12 Replies Latest reply on Oct 8, 2019 6:30 AM by mesverrum

    Need a resource that shows down nodes and Down time

    casey.carson

      I have a resource on my summary page that shows all of my down servers, but have just been asked to modify it so that it shows how long those devices have been down.

       

      So far I have a real simple view.

       

      Any help will be appreciated. Just need a new column that says how long it has been down.

       

        • Re: Need a resource that shows down nodes and Down time
          christopher.t.jones123

          casey.carson take a look at this thwack post by mesverrum, it's a really nice resource and sounds like exactly what you need

          Node Downtime with Duration and Minimum Length Filtering

            • Re: Need a resource that shows down nodes and Down time
              casey.carson

              I tried that report and it was not showing just my down nodes.
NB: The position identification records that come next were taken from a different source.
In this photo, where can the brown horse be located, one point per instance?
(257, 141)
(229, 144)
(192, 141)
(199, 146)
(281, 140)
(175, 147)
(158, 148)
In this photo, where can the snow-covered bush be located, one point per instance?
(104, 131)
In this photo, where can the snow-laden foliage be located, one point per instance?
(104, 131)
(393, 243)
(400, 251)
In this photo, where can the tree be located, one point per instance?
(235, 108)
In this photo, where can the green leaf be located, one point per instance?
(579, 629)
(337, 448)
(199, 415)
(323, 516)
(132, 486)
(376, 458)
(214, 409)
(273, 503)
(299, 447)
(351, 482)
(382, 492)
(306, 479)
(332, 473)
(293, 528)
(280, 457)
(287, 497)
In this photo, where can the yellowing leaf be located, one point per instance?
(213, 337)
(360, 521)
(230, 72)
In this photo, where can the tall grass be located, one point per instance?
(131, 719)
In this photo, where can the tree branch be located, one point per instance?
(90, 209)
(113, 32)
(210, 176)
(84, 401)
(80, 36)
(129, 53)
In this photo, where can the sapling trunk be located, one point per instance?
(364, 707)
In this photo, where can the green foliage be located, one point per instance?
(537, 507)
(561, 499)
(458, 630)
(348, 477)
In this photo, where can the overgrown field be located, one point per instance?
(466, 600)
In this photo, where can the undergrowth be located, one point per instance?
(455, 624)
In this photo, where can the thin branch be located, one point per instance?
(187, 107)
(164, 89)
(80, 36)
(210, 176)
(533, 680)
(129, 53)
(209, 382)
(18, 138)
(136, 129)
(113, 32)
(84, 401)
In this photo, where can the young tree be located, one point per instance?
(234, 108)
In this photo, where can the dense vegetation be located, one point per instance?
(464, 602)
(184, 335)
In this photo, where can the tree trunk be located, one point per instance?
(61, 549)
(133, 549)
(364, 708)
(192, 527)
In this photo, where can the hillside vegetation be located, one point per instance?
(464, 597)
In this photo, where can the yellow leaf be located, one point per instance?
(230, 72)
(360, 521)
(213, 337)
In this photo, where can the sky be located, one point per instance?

Unfortunately, I do not know SQL well enough to make this work for my needs. I really just need the report above with a column showing how long it has been down.

               

              Thank you!

                • Re: Need a resource that shows down nodes and Down time
                  christopher.t.jones123

                  can you share the query or a screenshot of how you are currently capturing this? or if you're willing can you try the below-modified query from the mentioned article, it should just target down devices. Notice i've changed the final "WHERE" statement to just look for node status = 2 (which is down)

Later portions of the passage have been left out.